En 1974, King a commencé à étudier l'ADN familial afin de déterminer l'origine du cancer du sein, une tumeur qui touche une femme sur huit. Pendant de nombreuses années, elle a cherché un marqueur génétique pour le cancer du sein familial, malgré le scepticisme de ses collègues, qui ne croyaient pas que la génétique puisse apporter des réponses à une maladie courante.
En 1990, King et son équipe ont démontré qu'un gène du chromosome 17, appelé BRCA1, pouvait être lié à de nombreux cancers héréditaires du sein et de l'ovaire. Ces travaux ont marqué un tournant dans notre compréhension des origines du cancer – une maladie complexe dont on ne soupçonnait pas jusqu'alors l'origine génétique – et de son traitement. Dès lors, l'étude de cette maladie et d'autres maladies dites rares, comme la maladie de Huntington et la mucoviscidose, a commencé à être abordée sous un angle différent.

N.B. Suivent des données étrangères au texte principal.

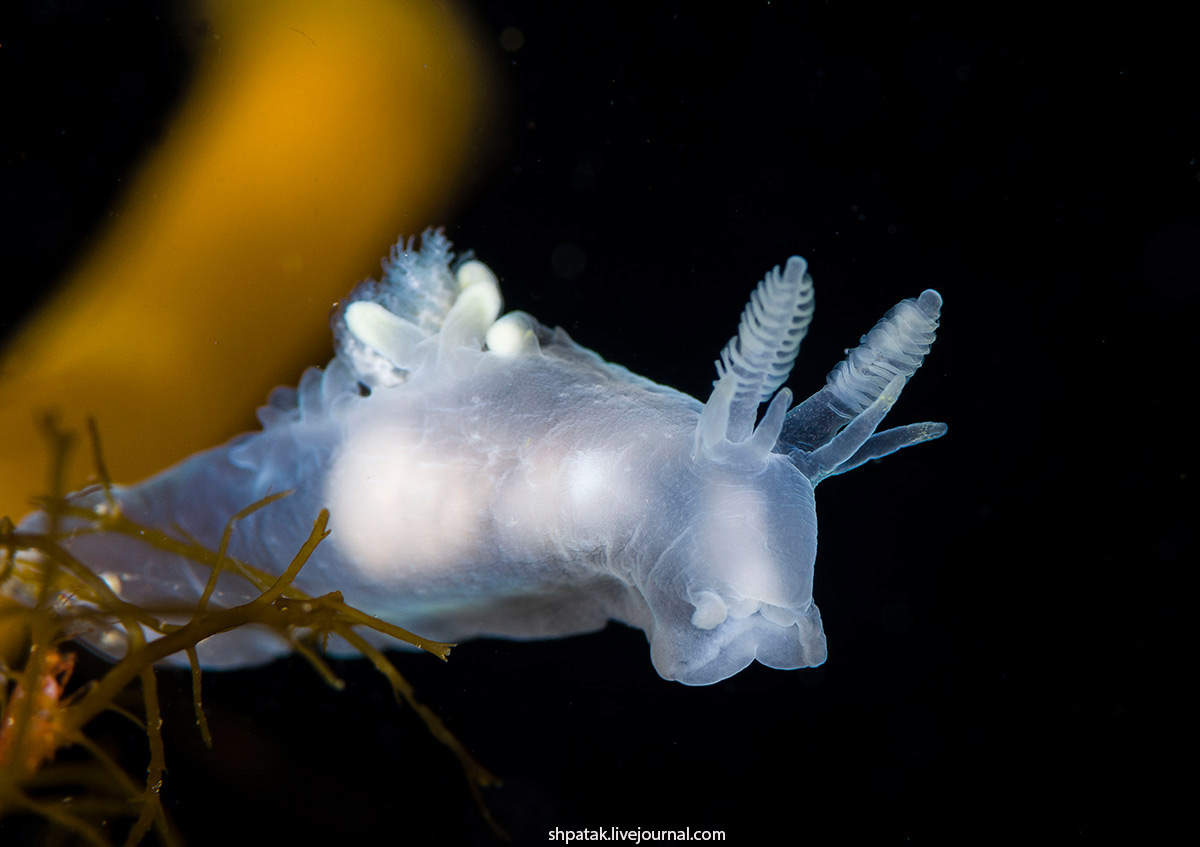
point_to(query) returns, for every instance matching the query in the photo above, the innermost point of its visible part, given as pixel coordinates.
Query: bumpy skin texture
(492, 478)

Mary-Claire King a également consacré son travail aux droits humains. Elle a joué un rôle clé dans l'application de la génétique à l'identification de personnes disparues et de leurs descendants après la dictature argentine et dans d'autres pays, grâce au « fichier de grands-parents ». King, dont les travaux ont permis l'identification et la réunification de 138 familles à ce jour, a collaboré avec les grands-mères argentines de personnes disparues pour créer la Banque nationale de données génétiques en Argentine, première institution dédiée à la conservation systématique des informations génétiques en vue d'une identification ultérieure.
Il a également récemment apporté des contributions majeures à la compréhension de la schizophrénie, démontrant que ce trouble résulte de mutations de novo – des modifications de la séquence d'ADN d'un gène observées pour la première fois chez une personne et non observées chez les générations précédentes – qui endommagent les gènes régulant la neurogenèse dans le cortex préfrontal fœtal. En intégrant la génomique aux neurosciences, lui et ses collègues ont joué un rôle essentiel dans la découverte des fondements moléculaires de la schizophrénie et ont apporté de nouvelles perspectives sur sa pathogénèse et ses thérapies potentielles.

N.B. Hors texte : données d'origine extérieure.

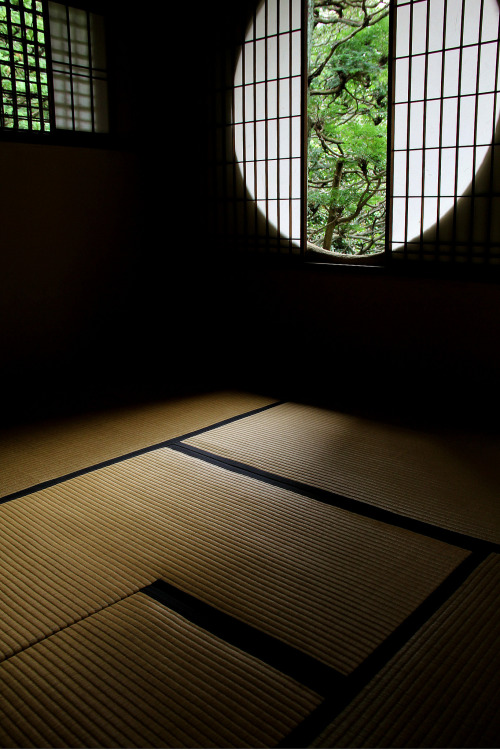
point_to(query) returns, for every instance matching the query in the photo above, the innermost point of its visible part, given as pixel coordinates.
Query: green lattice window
(23, 66)
(53, 70)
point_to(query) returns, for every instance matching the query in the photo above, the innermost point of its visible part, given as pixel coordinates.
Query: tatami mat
(139, 675)
(35, 454)
(443, 688)
(319, 578)
(449, 480)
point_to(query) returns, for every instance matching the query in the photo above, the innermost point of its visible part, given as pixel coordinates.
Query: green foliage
(347, 116)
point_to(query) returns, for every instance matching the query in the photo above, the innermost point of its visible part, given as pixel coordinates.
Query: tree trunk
(334, 211)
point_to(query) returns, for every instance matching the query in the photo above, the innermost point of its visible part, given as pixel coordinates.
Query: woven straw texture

Mary-Claire King est titulaire de doctorats honorifiques de plus de vingt universités à travers le monde et est membre, entre autres, de l'Académie nationale de médecine et de l'Académie nationale des sciences des États-Unis. Elle a présidé l'American Society of Human Genetics en 2012 et a occupé et continue d'occuper des postes importants au sein de nombreuses institutions publiques et universités américaines, telles que le National Cancer Institute et d'autres instituts nationaux de la santé, et à l'international, comme au Conseil scientifique de l'OMS. Parmi ses nombreuses distinctions, on compte la Médaille nationale des sciences des États-Unis (2016).

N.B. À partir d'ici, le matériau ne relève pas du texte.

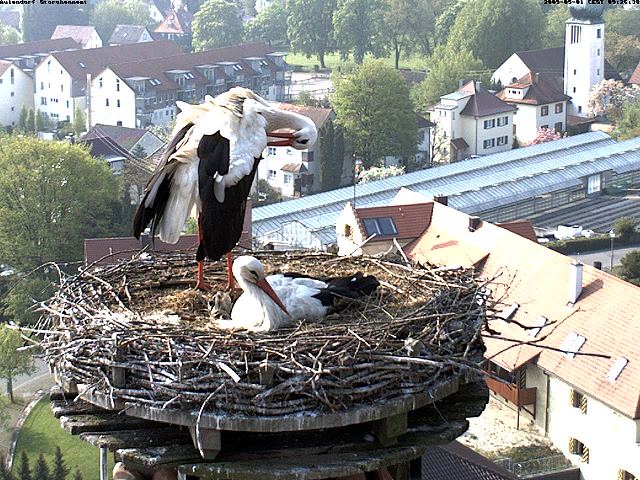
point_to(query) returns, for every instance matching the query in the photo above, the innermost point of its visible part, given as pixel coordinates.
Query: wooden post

L'année dernière , le Prix de recherche Princesse des Asturies a été décerné à Daniel J. Drucker, Jeffrey M. Friedman, Joel F. Habener, Jens Juul Holst et Svetlana Mojsov, leaders mondiaux dans le domaine de l'endocrinologie et découvreurs du GLP-1 (agonistes du peptide-1 de type glucagon), sur lesquels sont basés le populaire Ozempic et d'autres médicaments (Wegovy, Rybelsus), qui permettent de contrôler le diabète et de perdre du poids miraculeusement.